Assume a firm has assets of $200m, liabilities of $40m and equity of $160m.
Thus $200m (assets) = $40m (liabilities) + $160m (equity).
Remember assets are what the firm owns, liabilities are what it owes and equity is what the shareholders put in.
If the firm decides to issue $20m in bonds, its liabilities will go up by $20m, bringing total liabilities to $60m. This in turn raises the assets of the firm by $20m, bringing total assets to $220m.
The equation thus becomes: $220m (assets) = $60m (liabilities) + $160m (equity).
Assuming the firm decides to issue new shares to raise $30m. Equity thus becomes $190m and assets become $250m.
The equation now reads: $250m (assets) = $60m (liabilities) + $190m.
Earlier on, we said that assets comprise current assets and non-current assets and that liabilities consist of current liabilities and non-current liabilities. To recapitulate, current assets are those likely to be used up or converted into cash within one year and current liabilities are money the firm expects to pay out within a year.
Let’s now look at examples of the assets and liabilities.
Examples of current assets: (a) cash and equivalents and short-term investments (b) accounts receivable (c) inventories.
Examples of non-current assets: (a) property, plant and equipment (b) investments (c) intangible assets.
Examples of current liabilities: (a) accounts payable (b) short-term borrowings.
Examples of non-current liabilities: long-term debt, such as bonds and bank loans.
Examples of equity: (a) money raised from the issue of new shares (b) retained earnings.
Now let’s examine the components of the abovementioned examples to understand what they are.

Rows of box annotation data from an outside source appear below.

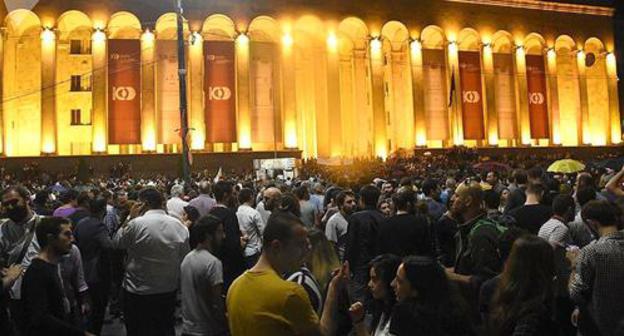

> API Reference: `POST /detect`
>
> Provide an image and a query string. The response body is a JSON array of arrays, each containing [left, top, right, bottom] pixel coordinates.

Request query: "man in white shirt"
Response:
[[167, 184, 188, 220], [113, 188, 189, 336], [325, 191, 356, 260], [236, 188, 264, 268], [189, 181, 217, 217], [180, 216, 227, 335]]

(a) Cash and equivalents and short-term investments: Cash itself needs no explanation. The cash equivalents refer to money market funds or anyting that can be easily liquated and turned into cash. Examples of short-term investments are bonds that have less than a year to maturity.

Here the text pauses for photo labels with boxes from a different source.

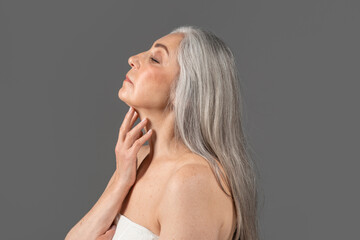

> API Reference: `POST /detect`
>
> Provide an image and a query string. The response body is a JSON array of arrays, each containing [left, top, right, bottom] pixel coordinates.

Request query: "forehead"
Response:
[[153, 33, 184, 55]]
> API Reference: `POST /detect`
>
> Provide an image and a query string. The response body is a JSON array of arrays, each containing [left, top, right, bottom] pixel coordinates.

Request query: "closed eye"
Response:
[[150, 58, 159, 63]]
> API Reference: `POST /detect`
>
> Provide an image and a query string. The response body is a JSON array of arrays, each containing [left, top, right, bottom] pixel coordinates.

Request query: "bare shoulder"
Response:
[[158, 156, 233, 239]]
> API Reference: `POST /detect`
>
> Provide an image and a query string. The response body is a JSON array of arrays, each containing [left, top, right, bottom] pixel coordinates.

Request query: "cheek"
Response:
[[135, 73, 170, 106]]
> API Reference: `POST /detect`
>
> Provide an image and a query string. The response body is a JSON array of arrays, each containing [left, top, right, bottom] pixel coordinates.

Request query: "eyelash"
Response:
[[150, 57, 159, 63]]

(b) Accounts receivable: This is money owed to the company resulting from a sale and which the firm is expecting to receive payment soon. Let’s illustrate. When a company makes a sale and ships the goods ordered, it records the amount of sale as revenue in its profit and loss statement (more about profit and loss statement in subsequent postings) .Let’s say the order is $2 million. The recorded revenue is $2 million. But the sale does not mean that the company now has $2 million in cash in its hands. The company may allow the customer to pay the money within 60 days. So until the bill is collected, the amount of $2 million remains an accounts receivable. There is a potential red flag here: if the accounts receivable is growing much faster than the firm’s sales, it may mean the company is more easy going on credit terms for customers in order to boost its revenue. The risk of payment default is higher in such a case.
(c) Inventories: raw materials, partiall finished products and finished products.

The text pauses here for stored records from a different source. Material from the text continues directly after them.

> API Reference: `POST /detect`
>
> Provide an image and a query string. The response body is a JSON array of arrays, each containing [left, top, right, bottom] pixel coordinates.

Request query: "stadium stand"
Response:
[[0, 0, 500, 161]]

(d) Property, plant and equipment: land,buildings, factories, furniture, equipment and the like. These are long-term assets that a firm needs to run a business.
(e) Intangible assets: normally refers to goodwill. How does this come about? Let’s say firm ABC is acquiring full control of XYZ. The tangible value of XYZ is say $80m. But because XYZ is well-known as a brand, ABC is prepared to pay above the tangile value. Let’s say ABC pays $130m to acquire XYZ. The difference between $130m and $80m is the intangible assets – known as goodwill in this case – of $50m.
(f) Accounts payable: This is the reverse of accounts receivable. Accounts payable are bills the firm owes others and are expected to be paid up within a year. Let’s say the firm buys $20,000 worth of raw materials and the supplier gives the firm a credit period of 60 days to pay up. This bill of $20,000 will be recorded as accounts payable.
(g) Short-term borrowings: A firm may have short-term needs and borrow money with repayment expected to be made within a year. The borrowing could be in the form of a bank overdraft. Short-term borrowings could be a portion of a long-term debt that is due for repayment within a year.
(h) Long-term debts: this is money the firm owes and where repayment is expected after at least one year. The debt can be in the form of bonds issued by the company or it can be long-term borrowing from banks.